When he reached the top, the brunette gave his crutches back and went ahead inside.
They were both greeted by England, who had a cauldron in the middle of the aisle, stirring the bubbly, green liquid in slow circle. He wore black robes, pointy brown shoes, and a witch's hat. His face was colored a sickly color of green - not figuratively, but literally.
When the Englishman caught sight of them both, his face lit up. "Good! Just in time. I finished mixing everything. Let me go get cups." He then scurried off into the back of the plane where they held the kitchens.
"Um. . . Is this natural?" Monk asked.
Mai stared at Monk with a strangely straight face.". . . Believe it or not, it is."
"I feel sorry for the girl he's going to marry."
"Oh, trust me, he'll never get married."
Just as their conversation reached to an end, England came back with two plastic cups. He scooped the green liquid into the cups and handed them to Monk and Yasu. He looked proud as he spoke, "Drink it! Trust me, it'll make you feel better."
"I don't know. This seems poisonous." Yasu eyed his drink as if it was cup filled with spoiled milk. "Um, no tha-"
Mai took the drink, grabbed Yasu's hair, pulled his head back, and forced the liquid down his throat. The green drink dripped down his neck, staining his shirt and falling to the floor.
"If you don't want this to happen to you," Mai started, glancing at Monk, "drink yours."
Monk gulped, stared at his drink, and reluctantly gulped it down.
Once the cup was empty, Mai tossed it to the side, and asked, "How are you feeling now?"
"Well, I don't know, after being forced to- Ah." Yasu blinked a few times. "Actually, I feel really great. I don't feel the throbbing of my bruises nor do I feel the pain of my broken bones." He touched his lips gently. "And my split lip is gone."
Mai smiled, patted his shoulder, and walked to England. She handed him a golden lotus. "Here's your charm. Thanks for healing them."

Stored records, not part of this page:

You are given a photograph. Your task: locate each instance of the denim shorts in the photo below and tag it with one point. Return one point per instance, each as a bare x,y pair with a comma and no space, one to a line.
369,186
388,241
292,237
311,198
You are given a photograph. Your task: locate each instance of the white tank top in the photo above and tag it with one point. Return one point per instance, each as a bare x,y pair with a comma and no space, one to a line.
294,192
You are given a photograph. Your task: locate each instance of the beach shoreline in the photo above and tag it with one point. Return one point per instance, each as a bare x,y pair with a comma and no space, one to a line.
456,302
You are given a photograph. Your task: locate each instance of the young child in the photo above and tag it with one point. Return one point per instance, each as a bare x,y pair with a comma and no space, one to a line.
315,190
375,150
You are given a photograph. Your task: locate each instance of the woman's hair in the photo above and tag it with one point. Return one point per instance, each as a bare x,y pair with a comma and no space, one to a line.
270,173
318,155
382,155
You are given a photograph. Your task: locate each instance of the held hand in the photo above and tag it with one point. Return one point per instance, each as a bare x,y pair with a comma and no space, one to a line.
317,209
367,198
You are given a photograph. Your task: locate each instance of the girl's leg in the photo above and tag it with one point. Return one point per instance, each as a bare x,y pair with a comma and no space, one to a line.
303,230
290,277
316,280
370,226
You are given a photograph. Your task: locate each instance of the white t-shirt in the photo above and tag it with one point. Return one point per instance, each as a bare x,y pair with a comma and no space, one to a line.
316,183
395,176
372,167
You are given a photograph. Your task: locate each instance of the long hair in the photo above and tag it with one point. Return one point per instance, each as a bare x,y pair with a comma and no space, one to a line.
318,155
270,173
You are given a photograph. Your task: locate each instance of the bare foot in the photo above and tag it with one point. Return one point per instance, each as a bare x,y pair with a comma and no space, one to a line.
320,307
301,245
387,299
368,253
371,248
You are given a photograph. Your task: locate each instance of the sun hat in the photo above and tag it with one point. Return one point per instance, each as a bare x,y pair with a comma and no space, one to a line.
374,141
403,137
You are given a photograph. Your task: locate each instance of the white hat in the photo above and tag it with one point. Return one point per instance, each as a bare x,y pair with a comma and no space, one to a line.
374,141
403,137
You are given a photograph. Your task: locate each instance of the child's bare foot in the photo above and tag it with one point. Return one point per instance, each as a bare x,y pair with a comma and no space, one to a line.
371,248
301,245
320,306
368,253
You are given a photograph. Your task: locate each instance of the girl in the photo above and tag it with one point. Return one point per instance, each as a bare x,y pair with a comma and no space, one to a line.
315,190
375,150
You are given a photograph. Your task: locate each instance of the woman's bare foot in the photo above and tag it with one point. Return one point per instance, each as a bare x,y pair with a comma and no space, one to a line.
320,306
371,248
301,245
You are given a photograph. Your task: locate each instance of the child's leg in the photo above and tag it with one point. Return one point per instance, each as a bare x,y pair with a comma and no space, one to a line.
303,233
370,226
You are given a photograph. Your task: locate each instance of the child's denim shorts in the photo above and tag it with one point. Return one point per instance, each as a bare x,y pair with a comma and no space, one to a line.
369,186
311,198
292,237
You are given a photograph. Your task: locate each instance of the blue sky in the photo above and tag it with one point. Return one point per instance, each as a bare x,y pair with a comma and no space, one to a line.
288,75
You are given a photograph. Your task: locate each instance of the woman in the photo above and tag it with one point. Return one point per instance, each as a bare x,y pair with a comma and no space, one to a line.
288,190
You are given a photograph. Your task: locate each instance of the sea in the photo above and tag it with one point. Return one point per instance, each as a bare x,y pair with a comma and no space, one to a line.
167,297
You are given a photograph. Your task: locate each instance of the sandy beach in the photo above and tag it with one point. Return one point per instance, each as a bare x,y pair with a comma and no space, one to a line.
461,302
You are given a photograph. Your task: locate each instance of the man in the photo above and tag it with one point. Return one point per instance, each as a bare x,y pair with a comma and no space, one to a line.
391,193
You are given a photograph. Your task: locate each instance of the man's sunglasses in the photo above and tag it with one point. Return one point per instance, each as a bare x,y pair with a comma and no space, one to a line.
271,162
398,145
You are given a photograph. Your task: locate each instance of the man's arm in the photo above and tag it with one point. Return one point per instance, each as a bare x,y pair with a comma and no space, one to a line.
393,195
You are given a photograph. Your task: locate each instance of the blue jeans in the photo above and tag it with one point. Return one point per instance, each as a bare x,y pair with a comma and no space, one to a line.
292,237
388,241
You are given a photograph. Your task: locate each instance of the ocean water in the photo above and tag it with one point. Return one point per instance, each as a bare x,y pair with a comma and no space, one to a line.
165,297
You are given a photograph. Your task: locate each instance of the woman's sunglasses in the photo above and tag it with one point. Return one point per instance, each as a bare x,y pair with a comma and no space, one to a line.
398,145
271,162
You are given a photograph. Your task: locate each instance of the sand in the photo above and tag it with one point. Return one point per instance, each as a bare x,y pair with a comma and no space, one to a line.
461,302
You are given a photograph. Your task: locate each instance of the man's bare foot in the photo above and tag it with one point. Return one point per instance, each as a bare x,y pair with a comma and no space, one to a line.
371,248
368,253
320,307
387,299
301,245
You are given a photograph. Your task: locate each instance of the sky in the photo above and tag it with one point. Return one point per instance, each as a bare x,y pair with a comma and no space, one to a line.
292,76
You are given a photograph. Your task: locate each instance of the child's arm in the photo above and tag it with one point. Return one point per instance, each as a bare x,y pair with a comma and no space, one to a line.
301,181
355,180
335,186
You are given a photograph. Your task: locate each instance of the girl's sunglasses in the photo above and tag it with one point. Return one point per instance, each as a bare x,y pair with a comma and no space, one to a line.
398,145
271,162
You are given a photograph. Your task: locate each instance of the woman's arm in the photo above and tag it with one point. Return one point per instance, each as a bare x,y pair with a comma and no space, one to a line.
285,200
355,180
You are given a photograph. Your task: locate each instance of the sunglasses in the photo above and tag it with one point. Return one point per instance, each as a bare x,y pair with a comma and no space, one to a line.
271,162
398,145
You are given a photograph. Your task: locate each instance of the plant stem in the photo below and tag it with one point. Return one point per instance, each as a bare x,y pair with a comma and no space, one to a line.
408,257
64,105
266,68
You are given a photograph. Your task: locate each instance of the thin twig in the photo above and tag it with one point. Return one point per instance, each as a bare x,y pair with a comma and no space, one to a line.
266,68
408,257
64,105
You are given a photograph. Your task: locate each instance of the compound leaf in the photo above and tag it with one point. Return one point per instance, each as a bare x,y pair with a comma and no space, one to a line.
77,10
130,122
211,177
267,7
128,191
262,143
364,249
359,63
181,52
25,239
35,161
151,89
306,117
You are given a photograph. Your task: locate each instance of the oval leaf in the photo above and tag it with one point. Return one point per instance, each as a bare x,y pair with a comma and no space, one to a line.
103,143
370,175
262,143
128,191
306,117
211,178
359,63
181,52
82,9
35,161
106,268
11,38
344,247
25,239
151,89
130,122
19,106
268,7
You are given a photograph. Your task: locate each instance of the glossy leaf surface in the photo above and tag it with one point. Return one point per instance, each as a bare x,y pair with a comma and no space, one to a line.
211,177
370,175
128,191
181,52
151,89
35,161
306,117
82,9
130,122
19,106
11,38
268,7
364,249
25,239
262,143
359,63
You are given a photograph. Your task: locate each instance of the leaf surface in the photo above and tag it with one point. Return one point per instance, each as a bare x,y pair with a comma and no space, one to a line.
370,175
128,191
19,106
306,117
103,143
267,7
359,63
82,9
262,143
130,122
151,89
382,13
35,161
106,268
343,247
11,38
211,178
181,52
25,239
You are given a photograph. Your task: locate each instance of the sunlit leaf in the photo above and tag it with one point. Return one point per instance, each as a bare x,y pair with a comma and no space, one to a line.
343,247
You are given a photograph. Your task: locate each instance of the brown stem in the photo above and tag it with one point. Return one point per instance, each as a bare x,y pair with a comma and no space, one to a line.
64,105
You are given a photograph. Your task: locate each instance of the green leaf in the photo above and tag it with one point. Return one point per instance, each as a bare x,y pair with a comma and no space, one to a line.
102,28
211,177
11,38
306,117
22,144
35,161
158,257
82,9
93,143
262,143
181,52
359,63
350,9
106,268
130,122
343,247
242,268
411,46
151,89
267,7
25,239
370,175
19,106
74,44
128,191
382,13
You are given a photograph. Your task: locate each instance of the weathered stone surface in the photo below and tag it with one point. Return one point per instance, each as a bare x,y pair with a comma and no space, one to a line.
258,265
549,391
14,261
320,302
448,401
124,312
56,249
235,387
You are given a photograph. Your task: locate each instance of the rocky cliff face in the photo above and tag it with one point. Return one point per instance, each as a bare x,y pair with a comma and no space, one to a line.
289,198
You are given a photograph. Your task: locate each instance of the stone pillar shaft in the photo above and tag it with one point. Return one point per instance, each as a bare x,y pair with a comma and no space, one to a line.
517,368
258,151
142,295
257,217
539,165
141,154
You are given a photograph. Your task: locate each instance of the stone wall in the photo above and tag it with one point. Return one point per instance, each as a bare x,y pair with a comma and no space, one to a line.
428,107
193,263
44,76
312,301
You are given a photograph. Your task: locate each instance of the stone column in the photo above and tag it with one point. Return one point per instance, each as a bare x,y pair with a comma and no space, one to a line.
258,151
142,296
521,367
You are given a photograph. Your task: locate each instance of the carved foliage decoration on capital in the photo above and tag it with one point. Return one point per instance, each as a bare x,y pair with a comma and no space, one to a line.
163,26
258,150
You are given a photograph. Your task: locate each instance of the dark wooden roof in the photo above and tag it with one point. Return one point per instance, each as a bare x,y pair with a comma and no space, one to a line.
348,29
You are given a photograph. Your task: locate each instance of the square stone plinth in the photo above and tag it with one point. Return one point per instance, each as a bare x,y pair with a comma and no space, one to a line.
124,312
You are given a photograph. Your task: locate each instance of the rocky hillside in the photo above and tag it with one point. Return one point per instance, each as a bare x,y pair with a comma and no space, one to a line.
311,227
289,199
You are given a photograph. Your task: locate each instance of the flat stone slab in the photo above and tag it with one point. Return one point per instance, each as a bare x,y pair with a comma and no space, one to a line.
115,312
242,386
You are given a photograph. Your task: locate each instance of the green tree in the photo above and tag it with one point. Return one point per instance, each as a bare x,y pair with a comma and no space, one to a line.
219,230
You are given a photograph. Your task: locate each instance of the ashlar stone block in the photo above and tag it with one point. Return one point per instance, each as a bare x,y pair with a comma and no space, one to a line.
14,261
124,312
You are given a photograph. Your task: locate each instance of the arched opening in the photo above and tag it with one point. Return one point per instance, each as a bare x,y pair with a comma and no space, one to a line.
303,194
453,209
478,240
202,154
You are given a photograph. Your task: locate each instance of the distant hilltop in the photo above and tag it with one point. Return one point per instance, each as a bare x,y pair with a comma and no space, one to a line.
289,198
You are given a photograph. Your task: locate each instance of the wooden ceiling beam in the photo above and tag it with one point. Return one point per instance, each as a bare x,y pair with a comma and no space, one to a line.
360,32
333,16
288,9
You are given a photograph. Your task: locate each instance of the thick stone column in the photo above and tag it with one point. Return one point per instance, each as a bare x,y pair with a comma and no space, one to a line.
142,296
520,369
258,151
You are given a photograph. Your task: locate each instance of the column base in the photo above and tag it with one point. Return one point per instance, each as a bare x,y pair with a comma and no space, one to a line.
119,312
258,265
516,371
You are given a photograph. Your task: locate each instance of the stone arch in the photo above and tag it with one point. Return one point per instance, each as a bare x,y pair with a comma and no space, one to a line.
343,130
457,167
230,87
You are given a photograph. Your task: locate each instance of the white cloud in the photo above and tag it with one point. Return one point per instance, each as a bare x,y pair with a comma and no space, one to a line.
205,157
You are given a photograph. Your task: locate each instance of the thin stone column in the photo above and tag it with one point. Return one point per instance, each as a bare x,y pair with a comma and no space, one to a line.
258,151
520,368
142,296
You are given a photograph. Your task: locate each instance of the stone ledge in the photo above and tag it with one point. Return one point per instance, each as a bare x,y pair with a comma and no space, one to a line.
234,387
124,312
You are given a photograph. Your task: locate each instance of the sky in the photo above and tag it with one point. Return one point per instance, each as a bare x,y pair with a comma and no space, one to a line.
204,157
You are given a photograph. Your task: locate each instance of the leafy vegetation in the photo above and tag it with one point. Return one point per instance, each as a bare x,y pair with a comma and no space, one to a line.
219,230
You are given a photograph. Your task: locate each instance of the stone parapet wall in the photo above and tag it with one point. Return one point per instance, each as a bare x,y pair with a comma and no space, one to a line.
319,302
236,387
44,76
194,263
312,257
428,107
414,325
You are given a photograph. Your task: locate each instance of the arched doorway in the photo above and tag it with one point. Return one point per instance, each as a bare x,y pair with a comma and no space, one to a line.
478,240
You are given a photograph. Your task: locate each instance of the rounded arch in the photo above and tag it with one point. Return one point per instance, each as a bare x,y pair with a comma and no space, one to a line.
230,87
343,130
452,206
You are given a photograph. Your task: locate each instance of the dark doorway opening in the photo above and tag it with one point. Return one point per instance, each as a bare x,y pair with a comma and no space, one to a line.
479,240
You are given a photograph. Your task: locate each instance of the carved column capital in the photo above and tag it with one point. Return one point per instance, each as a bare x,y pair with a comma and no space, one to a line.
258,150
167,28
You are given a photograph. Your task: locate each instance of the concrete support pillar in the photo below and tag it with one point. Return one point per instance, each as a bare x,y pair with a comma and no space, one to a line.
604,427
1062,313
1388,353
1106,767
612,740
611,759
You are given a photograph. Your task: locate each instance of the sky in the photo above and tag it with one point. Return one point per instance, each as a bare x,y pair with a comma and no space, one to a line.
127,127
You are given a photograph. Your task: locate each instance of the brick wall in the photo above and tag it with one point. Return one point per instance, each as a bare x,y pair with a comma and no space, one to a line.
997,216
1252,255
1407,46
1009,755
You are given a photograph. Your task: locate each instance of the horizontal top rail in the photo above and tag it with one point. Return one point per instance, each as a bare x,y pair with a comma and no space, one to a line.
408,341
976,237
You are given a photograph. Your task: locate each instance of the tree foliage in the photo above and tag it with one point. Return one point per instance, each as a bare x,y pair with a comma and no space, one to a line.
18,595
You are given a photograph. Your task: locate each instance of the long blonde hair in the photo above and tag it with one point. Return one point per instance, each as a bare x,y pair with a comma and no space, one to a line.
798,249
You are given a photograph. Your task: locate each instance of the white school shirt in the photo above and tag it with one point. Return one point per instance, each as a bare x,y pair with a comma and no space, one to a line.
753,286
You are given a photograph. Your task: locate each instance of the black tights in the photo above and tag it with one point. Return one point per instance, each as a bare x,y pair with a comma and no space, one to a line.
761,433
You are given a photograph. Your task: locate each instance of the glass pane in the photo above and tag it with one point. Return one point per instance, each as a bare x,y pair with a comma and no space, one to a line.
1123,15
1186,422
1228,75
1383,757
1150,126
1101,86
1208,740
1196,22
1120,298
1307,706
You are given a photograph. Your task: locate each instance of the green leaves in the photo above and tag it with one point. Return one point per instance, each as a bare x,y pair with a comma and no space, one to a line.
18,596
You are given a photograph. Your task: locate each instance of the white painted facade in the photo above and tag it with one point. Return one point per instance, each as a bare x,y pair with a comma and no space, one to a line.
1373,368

"It's nothing. I really needed to get this back, anyway." England then took out his white handkerchief and began to wipe the paint off his face. "Wait a minute. . . It's not coming off." He rubbed his face some more, but to no avail, the paint stayed stubbornly on his face. "What kind of paint did you exactly give me!?"
"Just ordinary paint!"
"Well, let me see the bottle!"
"Okay, okay, calm your tits, man."
"I don't have any tits!"
Mai handed the paint to England, who hastily checked around for an explanation about his problem. His face scrunched up. "This is permanent paint, you twit!"
"I-I'm sorry, I didn't mean to! Besides, you should have read the label be-"
"Shut up! Oh, my gosh, do you know how long this would take to wash off?"
"I'm really, really sorry!"
And so, Mai rode with a fuming England.